Comparison of VPP programs of various electricity retailers

Retailer nameVPP program nameBenefits offered
AGLBring Your Own (BYO) Battery$200 welcome credit, $1/kWh per VPP event, and $80 in bill credits per year
Amber ElectricAmber for BatteriesAccess to wholesale energy prices, smart battery optimisation, lower bills
ENGIE (Simply Energy)ENGIE VPP$200 as a sign-up reward and about $20 in monthly bill credits for users in NSW, QLD and SA. VPP program subscribers in Victoria will receive a $100 sign-up credit and approximately $15 in monthly bill credits.
GloBird EnergyZEROHEROBill credits by exporting energy during peak demand hours.
OriginOrigin Loop VPP$200 sign-up, $1/kWh reward for battery exports during VPP/peak demand periods.
PowershopCharge ForceUp to $40 per month credit on bill.  Credits are calculated at a max rate of $6.95/kWh and a minimum fixed rate of 27.7c/kW.
ShineHubShineHub VPP$0.55/kWh for energy export to the grid during VPP events. 
SolarHubSolar Partner Plus Plan17c/kWh feed in tariff (first 10kWh/day energy exported for 12 months), $4,950 discount on purchase price of a Tesla Powerwall 2, and max bill credit $50/year.
Tesla Energy Plan/Energy LocalsTesla Energy Plan$220 “grid support credits” / year 
Synergy  Synergy Battery Rewards70 cents per kWh during VPP events. 

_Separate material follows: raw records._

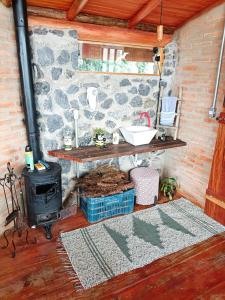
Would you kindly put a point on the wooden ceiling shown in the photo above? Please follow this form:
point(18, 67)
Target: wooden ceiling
point(175, 12)
point(123, 22)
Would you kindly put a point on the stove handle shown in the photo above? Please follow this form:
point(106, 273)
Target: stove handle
point(51, 193)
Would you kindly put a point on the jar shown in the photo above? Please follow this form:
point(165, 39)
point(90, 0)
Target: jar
point(67, 139)
point(116, 138)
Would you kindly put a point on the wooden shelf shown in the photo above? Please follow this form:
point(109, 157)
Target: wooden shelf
point(92, 153)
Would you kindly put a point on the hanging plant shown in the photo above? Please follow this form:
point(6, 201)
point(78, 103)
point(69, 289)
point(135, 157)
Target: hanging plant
point(168, 186)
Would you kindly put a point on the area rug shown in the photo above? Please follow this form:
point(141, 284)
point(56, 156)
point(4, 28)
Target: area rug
point(115, 246)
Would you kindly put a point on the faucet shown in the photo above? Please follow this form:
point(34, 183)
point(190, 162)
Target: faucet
point(146, 114)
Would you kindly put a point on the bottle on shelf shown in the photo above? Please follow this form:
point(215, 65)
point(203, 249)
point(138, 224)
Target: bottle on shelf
point(29, 159)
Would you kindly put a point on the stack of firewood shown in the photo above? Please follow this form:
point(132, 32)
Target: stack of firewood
point(103, 181)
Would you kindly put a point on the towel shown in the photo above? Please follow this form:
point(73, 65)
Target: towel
point(168, 111)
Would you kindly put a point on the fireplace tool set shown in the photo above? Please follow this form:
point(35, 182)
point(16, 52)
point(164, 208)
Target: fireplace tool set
point(11, 187)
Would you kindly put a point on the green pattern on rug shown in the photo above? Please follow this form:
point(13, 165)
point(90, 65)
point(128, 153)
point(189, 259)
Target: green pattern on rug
point(148, 232)
point(171, 223)
point(115, 246)
point(120, 240)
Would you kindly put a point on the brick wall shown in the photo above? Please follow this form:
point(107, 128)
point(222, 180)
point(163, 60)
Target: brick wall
point(198, 43)
point(12, 131)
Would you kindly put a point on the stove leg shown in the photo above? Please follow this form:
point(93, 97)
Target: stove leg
point(48, 231)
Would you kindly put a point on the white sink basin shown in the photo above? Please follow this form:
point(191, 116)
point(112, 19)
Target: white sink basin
point(138, 135)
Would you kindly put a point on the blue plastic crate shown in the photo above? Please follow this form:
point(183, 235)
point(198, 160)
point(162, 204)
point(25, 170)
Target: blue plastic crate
point(100, 208)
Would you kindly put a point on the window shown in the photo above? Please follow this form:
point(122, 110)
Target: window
point(116, 59)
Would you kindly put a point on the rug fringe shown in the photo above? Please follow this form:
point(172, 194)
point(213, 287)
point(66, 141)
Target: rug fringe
point(68, 268)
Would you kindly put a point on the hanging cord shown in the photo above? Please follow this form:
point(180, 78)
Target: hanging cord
point(161, 11)
point(158, 99)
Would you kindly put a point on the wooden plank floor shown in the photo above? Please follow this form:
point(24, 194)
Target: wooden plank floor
point(197, 272)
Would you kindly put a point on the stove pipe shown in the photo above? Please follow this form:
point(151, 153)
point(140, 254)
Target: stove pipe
point(24, 57)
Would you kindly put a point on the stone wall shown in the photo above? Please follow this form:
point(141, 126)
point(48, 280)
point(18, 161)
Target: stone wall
point(60, 88)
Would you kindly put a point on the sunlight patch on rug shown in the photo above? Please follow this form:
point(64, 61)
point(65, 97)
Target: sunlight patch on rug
point(115, 246)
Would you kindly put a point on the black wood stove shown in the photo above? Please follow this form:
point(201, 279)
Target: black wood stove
point(43, 196)
point(43, 189)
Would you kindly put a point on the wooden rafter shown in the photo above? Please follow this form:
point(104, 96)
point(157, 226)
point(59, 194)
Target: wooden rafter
point(104, 34)
point(143, 12)
point(7, 3)
point(75, 8)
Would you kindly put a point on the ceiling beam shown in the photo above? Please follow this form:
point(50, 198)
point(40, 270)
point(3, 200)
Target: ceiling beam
point(75, 8)
point(143, 12)
point(7, 3)
point(104, 34)
point(108, 21)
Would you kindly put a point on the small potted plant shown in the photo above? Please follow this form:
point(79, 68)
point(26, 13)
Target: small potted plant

Availing VPP subscription for solar batteries under CHBP  

Only those homeowners and businesses are eligible for battery rebates under CHBP who have a VPP-compatible battery and an inverter. However, participation in a VPP program is voluntary, and there are no regulations or guidelines relating to the VPP program framework in the Cheaper Home Batteries Program. 

After the battery installation by a Solar Accreditation Australia (SAA) accredited installer, get quotes from several VPP providers and apply for the subscription. 

You need to compare the quotes (bill credits and upfront bonus, price you’ll receive for energy exported to the grid), check their eligibility conditions, evaluate them, and pick the best one.

Some electricity retailers don’t offer VPP compatibility, and you may need to switch to a different retailer.